On this page you will find information about travelling to and in Salzburg, public transport, gastronomy, communication.
The city’s local transport network of buses and trains is managed by Salzburg AG. Buses run until 11 p.m., tickets can be purchased directly in the bus or from tobacconists. A single journey is € 2.30, and a 24hour ticket costs € 5.20. If you buy the ticket from the tobacconists, a single journey is € 1.60 but you need to buy five tickets.
To get to the University of applied Sciences from the city center, you can take the S-Bahn S3 which travels every 30 minutes. For detailed information click here.
Within the city center, most of the attractions are within walking distance. If you need to call a Taxi, the number is 0043 662 8111.
220 V, 50 Hz
Electrical sockets (outlets) are one of the two European standard electrical socket types: The „Type F“ German style Schuko and the „Type C“ Europlug. Almost all sockets are Schuko, and while the Europlug socket may be found, it’s rare. If your appliance’s plug doesn’t match the shape of these sockets, you will need a travel plug adapter in order to plug in.
Like other members of the European Monetary Union (EMU), Austria’s currency is the Euro. ATMs are known as Bankomaten. They are extremely common and mostly accessible 24 hours. Look for the sign with blue and green horizontal stripes. ATMs are linked up internationally, have English instructions and are usually limited to daily withdrawals of €400 with credit and debit cards.
Visa, EuroCard and MasterCard are accepted a little more widely than American Express (Amex) and Diners Club, but upmarket shops, hotels and restaurants usually accept all cards.
Taxes and Refunds:
Mehrwertsteuer (MWST; value-added tax) in Austria is set at 20% for most goods.

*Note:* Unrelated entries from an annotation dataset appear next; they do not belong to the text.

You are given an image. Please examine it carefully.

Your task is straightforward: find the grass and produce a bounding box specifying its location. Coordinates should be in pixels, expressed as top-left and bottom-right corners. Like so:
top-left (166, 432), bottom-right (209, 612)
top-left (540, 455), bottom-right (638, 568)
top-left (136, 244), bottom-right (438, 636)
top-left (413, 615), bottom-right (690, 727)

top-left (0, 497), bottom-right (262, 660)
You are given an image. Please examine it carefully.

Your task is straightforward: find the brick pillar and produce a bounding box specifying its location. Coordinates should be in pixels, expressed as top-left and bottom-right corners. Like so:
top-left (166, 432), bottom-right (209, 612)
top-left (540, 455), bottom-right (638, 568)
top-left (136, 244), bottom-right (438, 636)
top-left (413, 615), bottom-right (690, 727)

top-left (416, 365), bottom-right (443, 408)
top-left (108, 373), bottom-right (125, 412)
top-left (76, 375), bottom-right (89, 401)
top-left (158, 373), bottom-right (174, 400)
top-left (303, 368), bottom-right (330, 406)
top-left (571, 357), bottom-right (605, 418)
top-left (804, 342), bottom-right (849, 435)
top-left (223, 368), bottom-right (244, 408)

Prices are always displayed inclusive of all taxes. All non-EU tourists are entitled to a refund of the MWST on single purchases over €75. To claim the tax, a U34 form or tax-free cheque and envelope must be completed by the shop at the time of purchase (show your passport), and then stamped by border officials when you leave the EU. To be eligible for a tax refund, goods must be taken out of the country within three months of the date of purchase. The airports have a counter for payment of instant refunds. The refund is best claimed as you leave the EU, otherwise you will have to track down an international refund office or claim by post from your home country.
Before making a purchase, ensure the shop has the required paperwork; some places display a ‘Global Refund Tax Free Shopping’ sticker. Also confirm the value of the refund; it’s usually advertised as 13% (which is the refund of the 20% standard rate of value-added tax after various commissions have been taken), though it may vary for certain categories of goods.